In domain adaptation under covariate shift, one approach is to weight the instances from the source domain by a factor $\frac{p_T(x)}{p_S(x)}$ in the training, where $p_S(x)$ and $p_T(x)$ represent the density of $x$ in the source and target domains, respectively. It can be shown that this weighting factor of density ratio is proportional to $\frac{1}{p(\delta=S|x)} - 1$, where $p(\delta=S|x)$ is the probability of an instance $x$ coming from the source domain, typically obtained through training a classifier to distinguish between the two domains.
I have three questions regarding this approach.
- I have seen the weighting factor written simply as $\frac{1}{p(\delta=S|x)}$, with the "-1" part dropped (eg, the link above or here, page 15).
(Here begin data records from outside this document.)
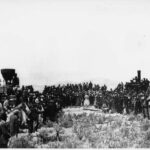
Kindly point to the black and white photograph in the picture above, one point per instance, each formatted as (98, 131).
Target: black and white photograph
(74, 74)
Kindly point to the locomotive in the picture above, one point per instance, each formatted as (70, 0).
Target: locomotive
(137, 84)
(11, 81)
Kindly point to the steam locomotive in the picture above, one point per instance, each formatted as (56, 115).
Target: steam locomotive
(137, 84)
(11, 81)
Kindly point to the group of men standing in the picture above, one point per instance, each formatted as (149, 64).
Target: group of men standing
(30, 106)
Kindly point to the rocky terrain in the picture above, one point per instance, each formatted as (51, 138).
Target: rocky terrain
(88, 128)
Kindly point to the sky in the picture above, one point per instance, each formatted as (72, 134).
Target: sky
(57, 41)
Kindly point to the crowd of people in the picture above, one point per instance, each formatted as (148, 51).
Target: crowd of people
(24, 107)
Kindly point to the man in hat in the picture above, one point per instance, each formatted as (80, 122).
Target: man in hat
(14, 123)
(4, 133)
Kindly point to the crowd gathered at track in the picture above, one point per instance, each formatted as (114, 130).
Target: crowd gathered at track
(30, 105)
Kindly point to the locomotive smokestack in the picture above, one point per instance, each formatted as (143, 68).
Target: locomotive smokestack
(139, 75)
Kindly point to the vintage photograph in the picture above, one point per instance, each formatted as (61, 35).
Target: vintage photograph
(74, 74)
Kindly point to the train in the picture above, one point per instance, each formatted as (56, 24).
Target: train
(137, 84)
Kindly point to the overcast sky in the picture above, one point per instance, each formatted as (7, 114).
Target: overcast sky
(49, 41)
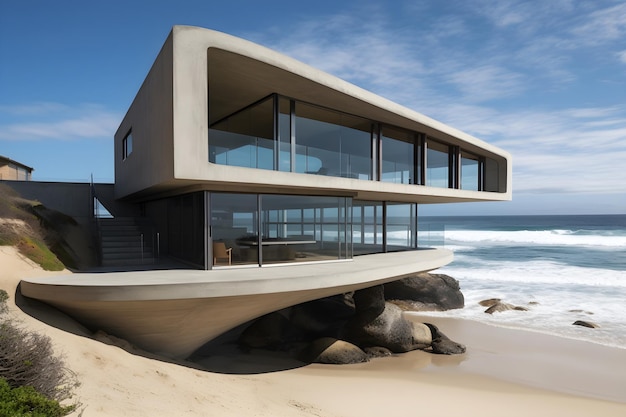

Why?
- What if the source and target domains turn out to be the same, $p_S(x) = p_T(x)$? In this case, the weighting factor $\frac{p_T(x)}{p_S(x)}$ should be 1 for all $x$, but the classifier would be confused and returns a somewhat arbitrary boundary and arbitrary $p(\delta=S|x)$. Does that mean the approach fails in this case?
- When we train a classifier to predict $p(\delta=S|x)$, should we make sure it is calibrated?